Après quinze ans sans évolution significative, Russes et Turcs semblent déterminés à normaliser la situation à leurs frontières. Pour les premiers, il s’agit d’une nouvelle étape d'un retour en force sur la scène diplomatique internationale en général, et caucasienne en particulier. Pour les seconds, la manœuvre s’inscrit dans un mouvement plus large de normalisation des relations avec l’Arménie, partie intégrante d’une stratégie globale d’adhésion de la Turquie à l’UE.

Les signes sont encourageants. Bakou a plus ou moins abandonné sa rhétorique militante et adopté une approche plus policée à l’égard d’Erevan. Pendant sa visite à Moscou les 16 et 17 avril 2009, le président azéri Ilham Aliyev a ainsi évoqué des garanties de sécurité pour le Haut-Karabagh, et notamment la possibilité de laisser le contrôle du corridor de Lachin aux Arméniens[3]. De son côté, le président arménien Serge Sarkissian, en déplacement en Iran le 15 avril, a annoncé son intention de normaliser les relations Arménie-Turquie sans conditions préalable. Implicitement, il s’est donc déclaré prêt à satisfaire des exigences strictes de la partie turque. Il s'agirait, d’une part, de renoncer à demander à Ankara de reconnaître le génocide arménien de 1915 et, d’autre part, d’instaurer le fait que toute initiative de réouverture de frontière entre les deux pays soit prise si et seulement si une solution au conflit karabaghi est trouvée. Grâce à cette dernière condition, qui a encore été répétée le 13 mai 2009 par le Premier ministre Recep Tayyip Erdoðan, la Turquie s’assure de la coopération de l’Azerbaïdjan.

En quoi consisterait un accord sous égide russo-turque ? A l’instar du processus de Prague lancé en 2004, l’approche actuelle ne vise pas à un règlement définitif des problèmes existants[4]. Le plus sensible d’entre eux, le statut juridique du Haut-Karabagh, ne serait même pas abordé dans les négociations en cours. Néanmoins, d’importantes questions pourraient être réglées: retrait des troupes arméniennes de la majorité des territoires azéris occupés et retour des réfugiés azéris, rétablissement de relations diplomatiques et ouverture de frontière entre Turquie et Arménie ou encore déploiement de forces de maintien de la paix, probablement russes, dans le Haut-Karabagh et le corridor de Lachin.

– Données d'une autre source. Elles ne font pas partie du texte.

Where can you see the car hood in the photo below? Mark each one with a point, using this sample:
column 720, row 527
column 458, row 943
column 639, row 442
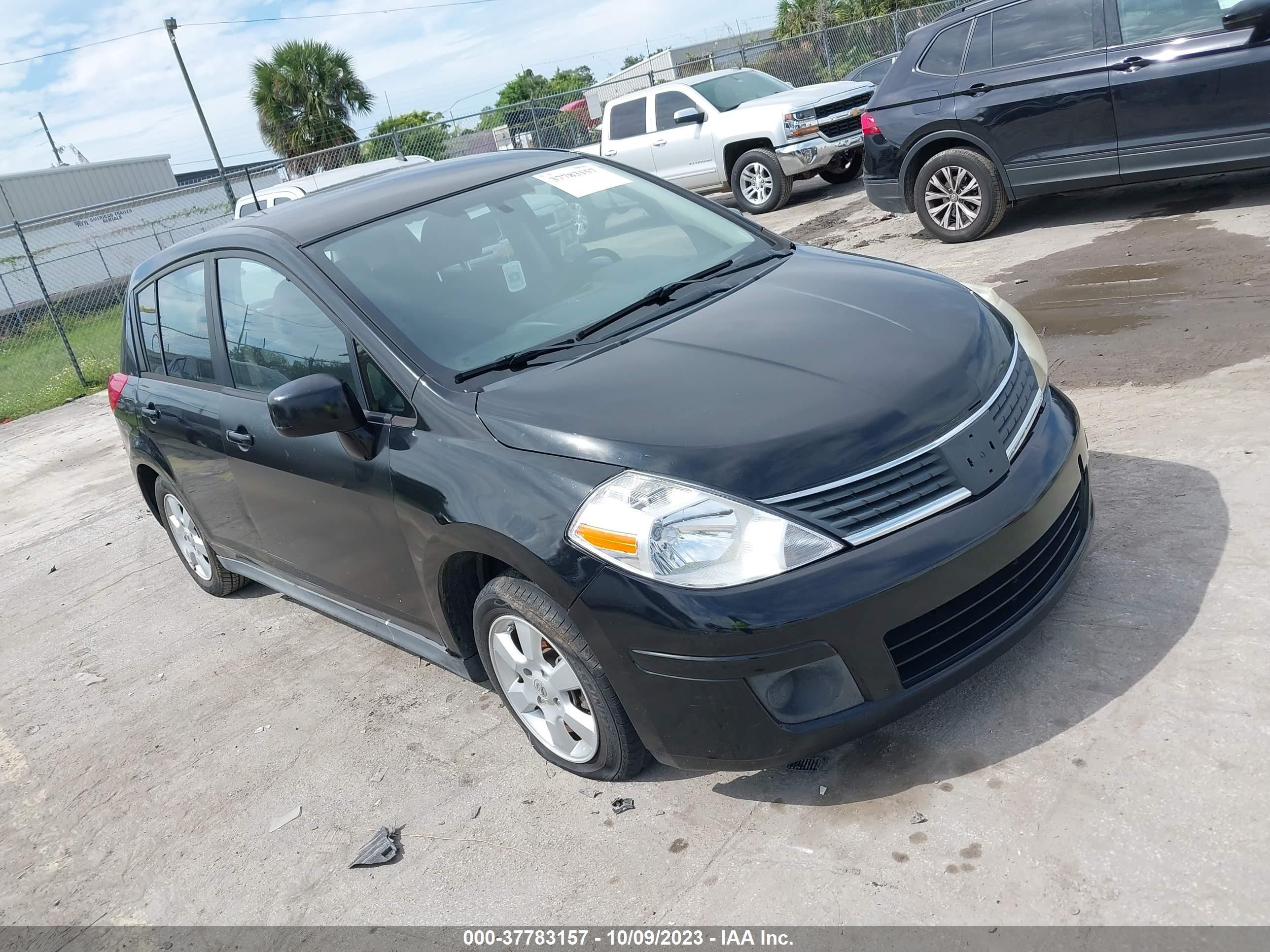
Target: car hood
column 826, row 366
column 808, row 96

Un séisme géopolitique pour la région

Si un accord était signé et entrait en vigueur, toute la région s’en trouverait bouleversée. Les conditions de sécurité seraient améliorées par un risque moindre de conflit armé. L’ouverture des voies commerciales et énergétiques reliant la mer Caspienne à la Turquie et à l’Europe par l’Arménie marquerait la fin de l’isolement de cette dernière, et créerait sans doute de grandes opportunités économiques. La Turquie sortirait renforcée de son rôle dans la résolution du conflit, d’autant plus qu’elle serait « débarrassée » du poids de la question de 1915, qui empoisonne ses relations avec nombre de pays européens.

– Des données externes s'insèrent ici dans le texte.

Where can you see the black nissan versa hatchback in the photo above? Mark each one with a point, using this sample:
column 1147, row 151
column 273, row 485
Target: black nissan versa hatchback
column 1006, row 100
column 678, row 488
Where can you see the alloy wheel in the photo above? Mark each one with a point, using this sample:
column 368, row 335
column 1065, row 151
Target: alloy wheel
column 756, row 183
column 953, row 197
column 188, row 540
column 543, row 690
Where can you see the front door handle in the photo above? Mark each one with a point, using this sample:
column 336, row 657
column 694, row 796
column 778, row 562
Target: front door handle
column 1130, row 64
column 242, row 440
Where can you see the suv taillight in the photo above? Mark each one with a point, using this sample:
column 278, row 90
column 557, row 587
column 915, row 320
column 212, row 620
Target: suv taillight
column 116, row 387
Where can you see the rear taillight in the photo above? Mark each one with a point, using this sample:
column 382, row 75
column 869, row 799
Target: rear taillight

Le Haut-Karabagh se présente aussi comme une carte maîtresse du jeu russe dans le Caucase. Alors que la violence de la guerre en Géorgie avait été dénoncée par la communauté internationale, Moscou a ici l’occasion de déployer ses troupes dans la région sous l’enseigne du droit et du maintien de la paix. Ne serait-ce pas un moyen, pour le gouvernement russe, d’obtenir un droit de regard permanent sur les affaires arméniennes et azéries ? Ce qui l’aiderait grandement à accélérer son rapprochement stratégique avec l’Azerbaïdjan, notamment dans le domaine énergétique. En avril 2009 à Moscou, le Président Aliyev avait déjà été prompt à se déclarer en faveur d’une augmentation de la capacité de l’oléoduc Bakou-Novorossiysk, tout en se distançant du projet occidental Nabucco[5].

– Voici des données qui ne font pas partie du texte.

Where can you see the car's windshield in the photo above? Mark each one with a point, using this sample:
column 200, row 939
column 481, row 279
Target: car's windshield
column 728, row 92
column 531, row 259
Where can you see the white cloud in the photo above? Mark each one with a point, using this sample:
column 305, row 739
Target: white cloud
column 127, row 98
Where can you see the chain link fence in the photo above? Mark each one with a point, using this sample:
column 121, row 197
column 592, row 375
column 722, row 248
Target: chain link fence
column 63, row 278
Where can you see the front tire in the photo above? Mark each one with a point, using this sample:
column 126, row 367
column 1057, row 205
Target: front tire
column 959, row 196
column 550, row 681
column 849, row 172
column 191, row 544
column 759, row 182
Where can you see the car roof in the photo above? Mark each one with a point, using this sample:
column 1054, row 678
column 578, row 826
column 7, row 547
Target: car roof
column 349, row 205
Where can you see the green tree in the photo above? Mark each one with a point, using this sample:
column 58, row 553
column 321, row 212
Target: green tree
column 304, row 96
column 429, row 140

Une solution russo-turque au problème du Haut-Karabagh laisserait d’ailleurs l’Occident littéralement « sur la touche ». Si un compromis était atteint sans engagement visible des Etats-Unis, leur rôle dans la région, déjà passablement amoindri par la guerre en Géorgie, le serait encore davantage. Une fois mis devant le fait accompli cependant, ils n’auraient d’autre choix que de l’avaliser. De son côté, l’UE ne pourrait que se satisfaire de voir la Turquie s’affirmer comme acteur régional de premier plan, libérée du poids du contentieux avec l’Arménie. Mais ni Européens ni Américains ne voient d’un bon œil le rapprochement russo-azéri, qui n’augure rien de bon pour leurs propres intérêts –en particulier énergétiques- dans la région.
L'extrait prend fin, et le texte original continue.